Sadly, the Harry Potter film series does not give much context about his past and how he went from troubled boy to talented student to nefarious Dark Lord. While readers of the books got a bit more of his past life in Harry Potter and the Half-Blood Prince, there is still a lot of content the films failed to explore, plus, Potterheads have been vouching for a Voldemort prequel for years now so it would be a fitting next step for the franchise.
Kevin Wendell Crumb
Shyamalan’s Split received rave reviews for its unique narrative and James McAvoy’s performance as Kevin Wendell Crumb, as well as becoming one of the best movies that are secretly related to others. Despite diving deep into Kevin’s various different personalities, the film offers little insight into his life leading up to the events of the film, something a prequel could explore.
Especially since Split mentions Kevin’s tragic past and he has been under the control of his other personalities for two whole years now; a prequel would not only add more substance to the eventual emergence of The Beast, but perhaps also explain his crucial decision to spare Casey in a more enlightening and compassionate lens. Plus, a prequel may help rectify the film’s disappointing depiction of mental health, which was the source of much controversy.
Wicked Witch of the West
The Wicked Witch of the West is one of the most iconic movie villains, featuring in one of the most popular films of all time, The Wizard of Oz.
Although the character has received many adaptations in other media over time – such as the extremely popular Broadway musical and soon-to-be-film, Wicked – she is yet to get her own prequel that sticks to the true, wicked, determined, and condescending nature shown in The Wizard of Oz. This is precisely why she would make a great candidate for a villain origin story: it’ll be an accurate new film that would thrive on the familiarity of the character’s essence.
The Fairy Godmother became a fan favorite character after her appearance in Shrek 2 and has many prime qualities that would make her the perfect candidate for a prequel, being one of the few Shrek characters that could easily carry a spin-off.
For starters, she’s shown to run her own business, and – given the early stigma against magical creatures – her rise to fame and fortune would make for an intriguing tale. Plus, her long-running relationship with King Harold, along with her sassy, determined, and conniving personality would make for the perfect medieval, early life prequel for the villain.
Despite being regarded as a good film ruined by a bad third act, Sinister is still viewed as one of the better modern horror films out there. While the series briefly touches on Bagul – a dark and corrupting entity who leads young children to massacre their families – they never really dive deep into its myth and history.
Promotional pieces for the films, however, described him as being an Ancient Babylonian deity and brother to the mythic Moloch, whom he betrays and resultingly gets his mouth sealed shut as seen in the films.
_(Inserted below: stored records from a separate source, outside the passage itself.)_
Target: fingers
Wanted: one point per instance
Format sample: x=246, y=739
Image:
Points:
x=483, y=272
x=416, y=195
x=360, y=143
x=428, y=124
Given this intriguing tale and his shockingly little actual screentime, Bagul would make a great subject for an individual story, especially since his tale would expertly interweave horror and myth genres.
Before becoming a meme and LGBTQ+ icon, The Babadook was a terrifying creature in its titular film, but also a metaphor for grief and its impacts when people refuse to confront it.
Although The Babadook’s backstory is sparsely covered, the character does have many intriguing elements to it, such as its seemingly self-published book that subjects readers to its presence, asserting its existence onto others, and the fact that the evil character is shown to be so menacing and yet finds itself domesticated by the end of the film. All these multitudes make The Babadook a great candidate for a solo prequel story, not to mention the opportunity to make it canonically queer.